You are citing "research" that has been long debunked. It's preposterous. How does this claim of yours account for the fact that the U.S. has over 80,000,000 gun owners with over 300,000,000 guns??! Even if every single one of the 30,000 annual deaths by gunfire was an individual criminal act committed against a person in some way related to their keeping a gun in the home, it would still be a tiny tiny percentage. Statistically minimal and insignificant. (Not to minimize the harm of even a single person being murdered, but I hope you understand my point.) If it was suuuuuch a danger to keep a gun in the home, why do we not hear sooooo much about sooooo many people getting killed in a way that relates to their keeping a gun in the home? As it is, firearm accidental deaths are at all-time lows and growing lower. The attempts at correlation made by such "studies" are usually just complete bullshit. These are the kinds of studies that stretch the use of terms like "loved ones" or "acquaintances"; the kinds that use the term "children" to describe anyone up to age 21 or 25. When you pick up on stuff like that, you know you can pretty much throw out whatever they claim to have concluded. These claims are as valid as noting that within the week prior to their deaths, the victims wore pants, so if you avoid wearing pants you will not end up dead within a week of having worn pants--as though that could save you from simply ending up dead no matter what you wore. So a gun owner is 16 times more like to use a gun to commit suicide, but so what? The non-gun-owner is not said here to not commit suicide; the only valid conclusion that can be drawn is that the non-gun-owner, when he commits suicide, uses something other than a gun. It does not say that the non-gun-owner is 16 times less likely to commit suicide period. But that's the conclusion that the anti-gun biased authors want you to draw. By all means, if you go in for this conclusion, don't get yourself a gun. No one says you have to. I believe that you are more at risk if you don't have the means of protecting yourself than if you do have the means--you can always opt to not use a gun that you do have, but you cannot opt to use a gun that you don't have. But please, don't foist flawed, idiotic and biased "studies" on us like they mean something valid.

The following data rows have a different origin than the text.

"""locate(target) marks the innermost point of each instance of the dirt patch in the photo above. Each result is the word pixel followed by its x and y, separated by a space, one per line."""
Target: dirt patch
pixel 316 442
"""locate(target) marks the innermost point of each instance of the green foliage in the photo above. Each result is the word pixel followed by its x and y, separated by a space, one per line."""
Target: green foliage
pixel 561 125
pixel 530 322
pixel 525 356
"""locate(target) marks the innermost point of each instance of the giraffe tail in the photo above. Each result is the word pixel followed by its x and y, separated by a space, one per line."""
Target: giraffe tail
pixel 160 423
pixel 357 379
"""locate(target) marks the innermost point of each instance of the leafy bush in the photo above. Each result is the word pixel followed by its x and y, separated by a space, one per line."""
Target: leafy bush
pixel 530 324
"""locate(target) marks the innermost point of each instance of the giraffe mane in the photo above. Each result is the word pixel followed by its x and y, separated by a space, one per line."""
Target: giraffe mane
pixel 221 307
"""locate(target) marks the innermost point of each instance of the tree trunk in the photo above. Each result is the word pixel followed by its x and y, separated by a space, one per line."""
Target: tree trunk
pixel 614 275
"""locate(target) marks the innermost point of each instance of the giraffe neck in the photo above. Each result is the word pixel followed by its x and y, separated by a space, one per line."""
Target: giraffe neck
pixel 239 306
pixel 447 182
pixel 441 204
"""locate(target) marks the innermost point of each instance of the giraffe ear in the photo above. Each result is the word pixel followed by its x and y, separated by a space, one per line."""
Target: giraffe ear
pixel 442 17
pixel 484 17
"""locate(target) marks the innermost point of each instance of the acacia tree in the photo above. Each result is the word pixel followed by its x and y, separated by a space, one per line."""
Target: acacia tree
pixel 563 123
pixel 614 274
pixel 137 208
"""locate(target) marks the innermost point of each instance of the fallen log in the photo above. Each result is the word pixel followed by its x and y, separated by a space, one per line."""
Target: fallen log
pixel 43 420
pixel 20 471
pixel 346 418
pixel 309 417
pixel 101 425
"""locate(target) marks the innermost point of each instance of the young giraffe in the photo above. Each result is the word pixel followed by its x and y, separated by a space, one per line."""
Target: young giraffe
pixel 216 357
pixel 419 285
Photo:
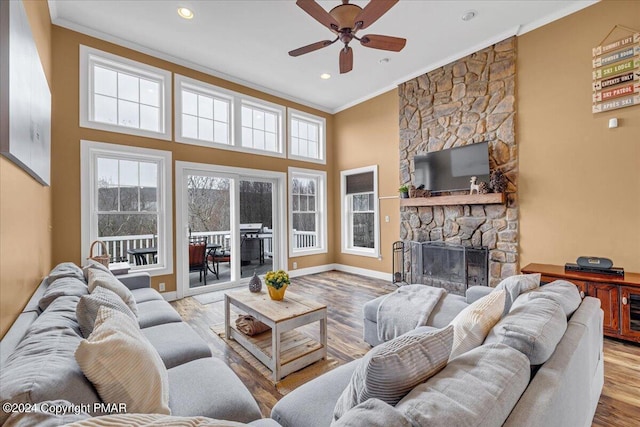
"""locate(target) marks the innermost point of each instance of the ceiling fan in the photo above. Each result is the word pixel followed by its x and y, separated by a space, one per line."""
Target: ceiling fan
pixel 345 21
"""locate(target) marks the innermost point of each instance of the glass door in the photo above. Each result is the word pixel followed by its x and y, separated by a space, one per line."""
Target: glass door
pixel 228 226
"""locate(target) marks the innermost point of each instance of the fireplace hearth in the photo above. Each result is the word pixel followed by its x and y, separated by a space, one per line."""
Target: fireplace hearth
pixel 449 266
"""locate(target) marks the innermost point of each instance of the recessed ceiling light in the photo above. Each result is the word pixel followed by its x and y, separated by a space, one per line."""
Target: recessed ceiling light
pixel 185 12
pixel 469 15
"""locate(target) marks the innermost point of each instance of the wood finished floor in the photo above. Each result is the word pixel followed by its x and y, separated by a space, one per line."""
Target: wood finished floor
pixel 345 294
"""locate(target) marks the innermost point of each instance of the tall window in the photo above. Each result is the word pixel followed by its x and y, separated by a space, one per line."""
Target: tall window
pixel 120 95
pixel 203 113
pixel 306 136
pixel 360 233
pixel 308 214
pixel 127 204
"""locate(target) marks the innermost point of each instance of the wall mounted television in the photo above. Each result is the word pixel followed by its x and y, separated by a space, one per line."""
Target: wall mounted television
pixel 452 169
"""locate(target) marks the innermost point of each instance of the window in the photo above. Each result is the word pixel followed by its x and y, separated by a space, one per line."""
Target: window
pixel 121 95
pixel 306 137
pixel 215 117
pixel 126 193
pixel 203 113
pixel 360 230
pixel 307 211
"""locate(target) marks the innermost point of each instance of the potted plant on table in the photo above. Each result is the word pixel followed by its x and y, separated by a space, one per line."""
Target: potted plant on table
pixel 277 282
pixel 404 191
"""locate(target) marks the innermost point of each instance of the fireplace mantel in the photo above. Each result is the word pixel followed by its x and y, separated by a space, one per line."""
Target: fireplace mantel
pixel 458 199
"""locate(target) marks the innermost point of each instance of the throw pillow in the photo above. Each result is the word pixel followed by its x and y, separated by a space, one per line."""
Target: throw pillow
pixel 534 329
pixel 123 366
pixel 515 285
pixel 564 293
pixel 88 306
pixel 390 370
pixel 471 325
pixel 109 281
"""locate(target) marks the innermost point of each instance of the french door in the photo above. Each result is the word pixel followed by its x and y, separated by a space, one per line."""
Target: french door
pixel 237 215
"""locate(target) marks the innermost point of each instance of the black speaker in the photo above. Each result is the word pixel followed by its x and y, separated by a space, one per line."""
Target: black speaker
pixel 594 262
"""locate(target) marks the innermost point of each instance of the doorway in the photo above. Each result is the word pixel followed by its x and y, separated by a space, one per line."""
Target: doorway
pixel 235 214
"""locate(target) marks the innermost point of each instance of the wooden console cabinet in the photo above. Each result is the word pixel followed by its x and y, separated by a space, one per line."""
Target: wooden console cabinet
pixel 619 296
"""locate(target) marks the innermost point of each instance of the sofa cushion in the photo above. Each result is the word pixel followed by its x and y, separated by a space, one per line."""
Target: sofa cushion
pixel 93 265
pixel 156 312
pixel 472 325
pixel 88 306
pixel 146 294
pixel 564 293
pixel 43 367
pixel 478 388
pixel 515 285
pixel 534 328
pixel 176 343
pixel 390 370
pixel 63 286
pixel 312 404
pixel 123 366
pixel 100 278
pixel 372 413
pixel 65 269
pixel 208 387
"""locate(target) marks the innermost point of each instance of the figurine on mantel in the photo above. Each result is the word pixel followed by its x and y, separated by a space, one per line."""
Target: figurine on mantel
pixel 419 192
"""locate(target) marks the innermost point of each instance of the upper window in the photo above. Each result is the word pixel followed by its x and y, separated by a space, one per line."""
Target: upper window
pixel 307 211
pixel 203 113
pixel 306 136
pixel 360 232
pixel 121 95
pixel 215 117
pixel 126 193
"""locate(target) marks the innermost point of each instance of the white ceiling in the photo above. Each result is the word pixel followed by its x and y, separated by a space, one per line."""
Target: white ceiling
pixel 246 41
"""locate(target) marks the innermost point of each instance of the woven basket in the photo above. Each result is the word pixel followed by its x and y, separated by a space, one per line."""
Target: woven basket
pixel 102 259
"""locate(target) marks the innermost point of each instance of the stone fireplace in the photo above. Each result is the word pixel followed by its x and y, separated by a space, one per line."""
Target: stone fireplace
pixel 470 100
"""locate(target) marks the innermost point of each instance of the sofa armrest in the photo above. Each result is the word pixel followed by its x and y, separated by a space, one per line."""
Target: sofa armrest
pixel 135 280
pixel 474 293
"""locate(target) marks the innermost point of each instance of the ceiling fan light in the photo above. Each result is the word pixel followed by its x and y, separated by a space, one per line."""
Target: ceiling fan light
pixel 185 13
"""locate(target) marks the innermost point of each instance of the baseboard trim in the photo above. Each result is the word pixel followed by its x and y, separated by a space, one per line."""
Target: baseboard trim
pixel 311 270
pixel 363 272
pixel 169 296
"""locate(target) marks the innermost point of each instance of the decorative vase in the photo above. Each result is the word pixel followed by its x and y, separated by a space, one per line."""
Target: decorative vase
pixel 277 294
pixel 255 284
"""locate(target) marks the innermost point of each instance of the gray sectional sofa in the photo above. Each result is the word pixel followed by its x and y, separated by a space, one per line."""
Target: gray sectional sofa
pixel 493 384
pixel 37 354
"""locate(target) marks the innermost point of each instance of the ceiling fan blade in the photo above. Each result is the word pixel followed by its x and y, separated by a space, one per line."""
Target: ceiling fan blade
pixel 319 14
pixel 346 59
pixel 310 48
pixel 375 41
pixel 373 11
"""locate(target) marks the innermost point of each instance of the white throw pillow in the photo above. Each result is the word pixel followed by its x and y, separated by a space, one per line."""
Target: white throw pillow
pixel 515 285
pixel 109 281
pixel 391 370
pixel 471 325
pixel 123 366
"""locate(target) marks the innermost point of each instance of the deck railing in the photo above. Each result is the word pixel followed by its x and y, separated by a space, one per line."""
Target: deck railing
pixel 117 246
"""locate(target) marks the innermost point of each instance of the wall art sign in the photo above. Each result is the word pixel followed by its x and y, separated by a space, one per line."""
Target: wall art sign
pixel 616 73
pixel 25 97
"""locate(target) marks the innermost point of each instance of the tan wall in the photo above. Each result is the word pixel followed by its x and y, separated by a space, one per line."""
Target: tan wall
pixel 25 207
pixel 67 135
pixel 579 181
pixel 366 135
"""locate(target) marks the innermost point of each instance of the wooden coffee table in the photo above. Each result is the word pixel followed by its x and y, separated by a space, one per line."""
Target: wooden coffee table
pixel 282 349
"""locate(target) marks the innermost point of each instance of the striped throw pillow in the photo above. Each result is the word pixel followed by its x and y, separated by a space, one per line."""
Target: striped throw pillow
pixel 123 366
pixel 471 325
pixel 389 371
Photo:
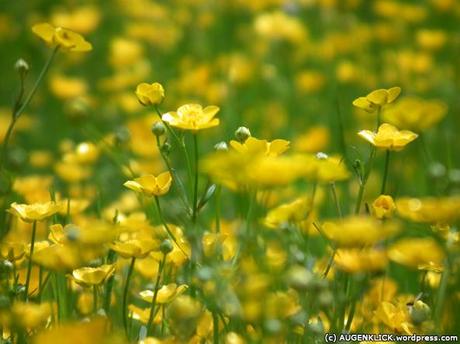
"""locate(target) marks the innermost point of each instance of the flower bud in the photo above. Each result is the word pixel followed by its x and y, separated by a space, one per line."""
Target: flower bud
pixel 166 148
pixel 166 246
pixel 122 136
pixel 242 134
pixel 419 312
pixel 321 156
pixel 150 94
pixel 221 146
pixel 22 67
pixel 158 129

Do you even understand how ludicrous that claim is, given that this country (and various states) have seen DECREASES in gun violence even though in every single year, several million more guns go into private hands? How on earth can you say that "more guns equals more crime" when every year there are a few million more guns out there, and decreasing crime rates? If your correlation were true, there would have to be INCREASING crime rates, since there has never been a year in which the number of privately owned guns has ever decreased from the year prior. The fact that the gun-related death rate still hovers around 30,000 a year (which includes murders, justifiable homices [defensive gun uses], cops shooting bad-guys, and suicides) is disproof of your ridiculous claim. Besides, in England, gun-related death went UP after they banned and confiscated all the registered guns in the country. Go figure.
It would be nice if we knew to whom you were directing that post. Help? And I am curious--regardless of who you are saying is OK to have a permit, I thought you said that even the guns of permitted folks should have a maximum capacity of 3 rounds... Are you still holding to that?